May 28, 2026

End-to-End Machine-Readable Zone Recognition on Augmented Reality Glasses: OCR Studio at SenSys 2026

Ph.D. Сhief technology officer
IEEE Senior Member
End-to-End Machine-Readable Zone Recognition on Augmented Reality Glasses: OCR Studio at SenSys 2026

This month, OCR Studio made its debut at the ACM/IEEE International Conference on Embedded Artificial Intelligence and Sensing Systems (SenSys 2026), held in Saint Malo, France, from May 11 to 14. SenSys is a leading international forum for research on systems, algorithms, and technologies for embedded, energy-constrained, and sensing devices. One example of such energy-constrained devices is augmented reality glasses. At the conference, OCR Studio researchers explained how MRZs in passports and other identity documents can be recognized directly on this type of wearable device – read more in today’s blog post.

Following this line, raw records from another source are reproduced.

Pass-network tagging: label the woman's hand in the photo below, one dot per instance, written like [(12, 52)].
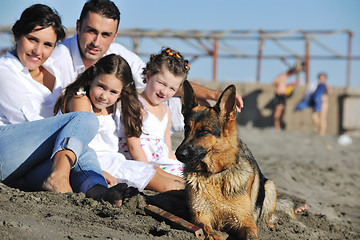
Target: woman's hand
[(111, 181)]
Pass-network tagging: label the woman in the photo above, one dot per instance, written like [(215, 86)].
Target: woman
[(44, 154)]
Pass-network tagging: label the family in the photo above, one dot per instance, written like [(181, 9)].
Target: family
[(85, 114)]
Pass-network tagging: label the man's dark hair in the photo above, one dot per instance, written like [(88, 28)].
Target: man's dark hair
[(106, 8)]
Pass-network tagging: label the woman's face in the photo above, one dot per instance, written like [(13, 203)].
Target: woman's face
[(34, 48)]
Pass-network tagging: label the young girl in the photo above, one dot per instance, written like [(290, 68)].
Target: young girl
[(163, 75), (98, 90)]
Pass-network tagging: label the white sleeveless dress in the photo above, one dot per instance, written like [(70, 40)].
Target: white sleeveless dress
[(153, 143)]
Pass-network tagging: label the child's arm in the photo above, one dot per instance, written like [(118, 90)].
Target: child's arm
[(135, 149), (79, 103), (167, 137), (110, 180)]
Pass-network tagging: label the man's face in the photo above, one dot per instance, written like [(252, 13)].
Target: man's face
[(95, 34)]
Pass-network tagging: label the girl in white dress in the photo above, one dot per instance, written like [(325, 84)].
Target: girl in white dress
[(98, 90), (163, 75)]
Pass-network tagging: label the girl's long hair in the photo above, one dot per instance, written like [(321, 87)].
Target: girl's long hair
[(131, 107)]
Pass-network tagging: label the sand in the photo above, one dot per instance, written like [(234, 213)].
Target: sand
[(315, 168)]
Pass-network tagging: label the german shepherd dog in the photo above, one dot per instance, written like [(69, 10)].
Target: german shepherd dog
[(226, 188)]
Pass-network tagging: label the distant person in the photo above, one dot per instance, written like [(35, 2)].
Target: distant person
[(38, 151), (164, 74), (318, 99), (97, 30), (98, 90), (282, 91)]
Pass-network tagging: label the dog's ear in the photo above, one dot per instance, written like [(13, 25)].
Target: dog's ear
[(226, 105), (188, 99)]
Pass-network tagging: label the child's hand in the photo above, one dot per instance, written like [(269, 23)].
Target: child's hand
[(239, 103), (111, 181)]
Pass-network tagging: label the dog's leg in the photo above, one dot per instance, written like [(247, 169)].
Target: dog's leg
[(290, 204)]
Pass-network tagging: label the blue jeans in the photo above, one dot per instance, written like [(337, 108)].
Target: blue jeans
[(26, 150)]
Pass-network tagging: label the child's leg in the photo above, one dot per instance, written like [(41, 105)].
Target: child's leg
[(323, 114), (59, 178)]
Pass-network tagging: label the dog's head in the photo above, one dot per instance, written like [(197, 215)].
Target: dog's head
[(210, 144)]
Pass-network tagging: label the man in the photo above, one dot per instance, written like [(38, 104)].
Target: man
[(96, 31)]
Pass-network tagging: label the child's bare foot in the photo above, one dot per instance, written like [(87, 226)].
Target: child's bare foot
[(59, 178), (115, 195)]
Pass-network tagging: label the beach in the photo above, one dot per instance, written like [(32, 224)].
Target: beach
[(315, 168)]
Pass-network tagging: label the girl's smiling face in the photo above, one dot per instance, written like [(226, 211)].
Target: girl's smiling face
[(161, 86), (34, 48), (105, 90)]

OCR Studio’s Ultra-Fast MRZ Recognition Algorithm for Low-Power Devices

Poor image quality and low character resolution make recognition from low-power AR glasses extremely challenging, requiring fast, yet accurate, context-aware models. The proposed recognition method uses a computationally efficient YOLO approach for MRZ localization, a lightweight fully convolutional recognizer with local and global contexts aggregations, and the result postprocessing to achieve better quality. This method significantly outperforms both the dedicated MRZ Scanner by DOCSAID and full-frame text recognition based on PaddleOCR.

MRZ recognition on AR glasses

How Does Our Algorithm Work?

Our algorithm consists of 4 main stages: 

  • Zone localization in the full frame
  • Text lines detection
  • Strings recognition
  • Result postprocessing

At the localization stage, the MRZ region must be found in the input image. For this, we use a lightweight detector based on the popular object detection approach YOLO, which predicts the zone’s bounding box and its tilt angle in an input image. We deliberately chose the YOLO approach over semantic segmentation because it demonstrates better performance, requires simpler postprocessing of the network output, and better takes into account image context when localizing MRZs on complex backgrounds with different text.

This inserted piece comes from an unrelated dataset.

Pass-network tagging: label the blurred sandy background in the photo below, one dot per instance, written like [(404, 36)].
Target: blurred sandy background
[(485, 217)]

In the next step, text strings are detected in the localized region. To facilitate recognition, the detected strings must be tightly bound and straightened. Since MRZ strings are long and the document may curve, a bounding box is insufficient to describe curved strings. Therefore, we use a lightweight model similar to the DBNet text detector but with a more compact backbone. 

Although most modern OCR networks are based on the Transformer architecture, we use a simple fully convolutional network to improve computational performance. The proposed CNN recognizer is based on fusion features from 2 branches with local and global receptive fields: one covers 3 characters (character and trigram level) and the other covers 15 characters (MRZ field context level). The final segmentation and textual representation of the recognizer output are generated using dynamic programming.

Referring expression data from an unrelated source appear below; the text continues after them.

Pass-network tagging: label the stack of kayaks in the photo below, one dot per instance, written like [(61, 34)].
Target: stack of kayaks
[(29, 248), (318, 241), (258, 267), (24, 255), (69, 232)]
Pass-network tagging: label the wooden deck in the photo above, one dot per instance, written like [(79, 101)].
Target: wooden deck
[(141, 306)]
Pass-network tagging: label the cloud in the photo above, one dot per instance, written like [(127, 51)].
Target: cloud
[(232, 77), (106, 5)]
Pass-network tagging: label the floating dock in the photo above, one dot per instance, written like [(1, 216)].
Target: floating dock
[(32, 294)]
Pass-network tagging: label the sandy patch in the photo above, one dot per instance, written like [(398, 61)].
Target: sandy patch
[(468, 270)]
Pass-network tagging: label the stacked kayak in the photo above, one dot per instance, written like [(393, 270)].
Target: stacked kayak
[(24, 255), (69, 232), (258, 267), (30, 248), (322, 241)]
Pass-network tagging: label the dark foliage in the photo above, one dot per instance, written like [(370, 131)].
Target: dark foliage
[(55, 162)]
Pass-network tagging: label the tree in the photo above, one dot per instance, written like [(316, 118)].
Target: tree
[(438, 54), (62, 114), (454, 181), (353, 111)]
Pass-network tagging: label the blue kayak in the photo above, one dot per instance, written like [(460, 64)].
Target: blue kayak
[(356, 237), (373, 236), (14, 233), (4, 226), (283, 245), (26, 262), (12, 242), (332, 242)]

During the postprocessing stage, the structure of the recognized MRZ is verified for compliance with the ICAO standard. MRZ fields, such as number, dates, name, and others, have fixed positions in text lines, allowing for correction of recognition errors: for example, replacing “S” to “5” in dates and “0” to “O” in names. The country code and document type in the MRZ can also be corrected using dictionaries.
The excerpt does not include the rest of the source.